Muchos estudios demuestran que una gran cantidad de heterosexuales suelen darse una vuelta por la categoría de porno homosexual, ya sea por curiosidad, impulso o deseo. Otros más, afirman lo mismo, pero a la inversa, un porcentaje de usuarios homosexuales recurren al porno heterosexual para satisfacerse, ahí no hay límites. Esto puede suceder por muchas razones; cierto favoritismo hacia algún actor en especial, mera costumbre frente al hecho de que normalmente, las primeras experiencias con el porno son hetero o la simple y llama razón de encontrar cierto morbo en el sexo que no practican.  El porno es para quien decida verlo, independientemente de su orientación y sus gustos sexo-fílmicos.

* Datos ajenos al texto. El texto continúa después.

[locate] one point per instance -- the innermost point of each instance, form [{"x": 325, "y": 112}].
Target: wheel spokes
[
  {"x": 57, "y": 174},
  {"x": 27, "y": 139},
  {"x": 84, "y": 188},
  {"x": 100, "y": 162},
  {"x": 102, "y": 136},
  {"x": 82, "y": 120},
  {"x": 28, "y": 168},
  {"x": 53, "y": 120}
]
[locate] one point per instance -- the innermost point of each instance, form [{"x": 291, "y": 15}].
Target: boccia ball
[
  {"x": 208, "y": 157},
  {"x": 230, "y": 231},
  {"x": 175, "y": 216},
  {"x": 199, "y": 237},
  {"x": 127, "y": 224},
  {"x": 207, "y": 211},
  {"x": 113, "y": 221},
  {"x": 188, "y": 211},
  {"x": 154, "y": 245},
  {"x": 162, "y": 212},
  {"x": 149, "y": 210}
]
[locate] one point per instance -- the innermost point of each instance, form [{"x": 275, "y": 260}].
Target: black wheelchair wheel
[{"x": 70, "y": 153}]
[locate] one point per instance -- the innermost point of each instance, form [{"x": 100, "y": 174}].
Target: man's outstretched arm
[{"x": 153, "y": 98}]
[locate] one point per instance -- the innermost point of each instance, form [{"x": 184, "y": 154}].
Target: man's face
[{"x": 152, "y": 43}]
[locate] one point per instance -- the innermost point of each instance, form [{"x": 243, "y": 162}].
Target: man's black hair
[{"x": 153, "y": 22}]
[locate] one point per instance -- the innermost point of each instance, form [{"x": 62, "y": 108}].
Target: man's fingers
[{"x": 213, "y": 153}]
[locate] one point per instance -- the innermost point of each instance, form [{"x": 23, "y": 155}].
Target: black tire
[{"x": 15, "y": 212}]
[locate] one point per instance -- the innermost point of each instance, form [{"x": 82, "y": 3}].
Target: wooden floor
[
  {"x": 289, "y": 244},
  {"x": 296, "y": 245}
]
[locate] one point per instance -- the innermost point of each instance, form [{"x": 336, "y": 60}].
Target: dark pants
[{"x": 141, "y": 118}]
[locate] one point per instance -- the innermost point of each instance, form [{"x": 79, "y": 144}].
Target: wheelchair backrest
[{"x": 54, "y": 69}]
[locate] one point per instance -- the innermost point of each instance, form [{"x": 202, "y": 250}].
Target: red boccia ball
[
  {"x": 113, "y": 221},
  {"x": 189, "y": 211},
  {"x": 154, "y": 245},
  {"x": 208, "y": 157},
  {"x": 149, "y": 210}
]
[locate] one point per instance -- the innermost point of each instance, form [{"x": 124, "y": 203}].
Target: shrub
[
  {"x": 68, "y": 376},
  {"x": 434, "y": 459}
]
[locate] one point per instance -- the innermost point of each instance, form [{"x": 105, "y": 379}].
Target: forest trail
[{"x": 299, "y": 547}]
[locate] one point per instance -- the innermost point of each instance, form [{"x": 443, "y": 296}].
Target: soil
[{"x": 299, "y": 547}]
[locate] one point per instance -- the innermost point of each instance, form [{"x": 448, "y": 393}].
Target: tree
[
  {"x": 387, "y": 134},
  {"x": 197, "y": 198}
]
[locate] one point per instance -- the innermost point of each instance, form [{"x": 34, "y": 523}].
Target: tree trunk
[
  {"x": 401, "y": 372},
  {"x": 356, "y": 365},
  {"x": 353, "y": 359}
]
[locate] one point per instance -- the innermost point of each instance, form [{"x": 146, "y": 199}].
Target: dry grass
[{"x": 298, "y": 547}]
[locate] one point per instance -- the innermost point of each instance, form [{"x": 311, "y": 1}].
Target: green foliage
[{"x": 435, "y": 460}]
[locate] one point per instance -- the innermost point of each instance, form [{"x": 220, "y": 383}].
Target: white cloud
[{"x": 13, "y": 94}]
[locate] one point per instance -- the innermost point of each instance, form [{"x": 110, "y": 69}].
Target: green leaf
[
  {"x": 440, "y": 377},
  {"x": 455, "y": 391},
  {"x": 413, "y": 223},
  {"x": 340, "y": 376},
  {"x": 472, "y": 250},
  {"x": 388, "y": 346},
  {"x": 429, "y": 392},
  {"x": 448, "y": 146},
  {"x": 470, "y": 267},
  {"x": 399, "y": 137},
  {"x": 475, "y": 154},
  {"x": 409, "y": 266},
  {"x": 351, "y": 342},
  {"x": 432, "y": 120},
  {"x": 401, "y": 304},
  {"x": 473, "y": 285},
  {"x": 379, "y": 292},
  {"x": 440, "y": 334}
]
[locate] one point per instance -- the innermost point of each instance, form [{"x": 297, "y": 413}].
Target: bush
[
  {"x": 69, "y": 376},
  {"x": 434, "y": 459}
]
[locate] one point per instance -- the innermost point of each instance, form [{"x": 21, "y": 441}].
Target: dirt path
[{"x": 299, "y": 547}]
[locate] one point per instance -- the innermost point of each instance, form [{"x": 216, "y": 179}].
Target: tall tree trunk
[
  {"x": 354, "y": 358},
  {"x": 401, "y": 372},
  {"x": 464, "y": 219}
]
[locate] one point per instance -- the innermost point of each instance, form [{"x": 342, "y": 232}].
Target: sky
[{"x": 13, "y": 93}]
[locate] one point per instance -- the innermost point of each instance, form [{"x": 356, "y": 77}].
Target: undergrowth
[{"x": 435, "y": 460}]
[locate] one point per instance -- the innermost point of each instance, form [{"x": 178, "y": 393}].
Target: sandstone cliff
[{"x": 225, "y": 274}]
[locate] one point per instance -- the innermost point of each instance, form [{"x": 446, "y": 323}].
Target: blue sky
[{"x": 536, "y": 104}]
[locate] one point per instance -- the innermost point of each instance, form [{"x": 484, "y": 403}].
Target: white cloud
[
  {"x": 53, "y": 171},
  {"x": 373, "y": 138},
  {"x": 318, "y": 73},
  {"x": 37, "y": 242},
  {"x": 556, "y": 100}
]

¿Existe el porno bisexual?

Nicolas Trudel

Esta pregunta es muy interesante. Pensemos en un planteamiento frío. Podríamos concluir que un bisexual verá el porno que en ese momento necesite, ya sea heterosexual u homosexual. Se sentará frente a la pantalla y buscará el video que le acomode a lo que le genera interés. En cierta forma, es así. Como bisexual, en mi caso personal, busco actrices y actores porno que me gustan, recurro a ciertas categorías que me producen placer, dependiendo el tipo de porno que decida ver en ese momento. Cuando uno teclea en el buscador: porno bisexual, lo que aparece suele estar relacionado a tríos, porque en el mero acto sexual es casi imposible plantear a la bisexualidad si no se recurre a esta herramienta: un hombre que tiene sexo con una mujer y otro hombre en el mismo encuentro. Sin embargo, no todos los bisexuales son amantes del trío en el porno, así que lo único que les queda es ajustarse a la regla que dice: busca lo que quieres, mientras aparezca en la categoría del porno hetero o gay.

¿Y en México?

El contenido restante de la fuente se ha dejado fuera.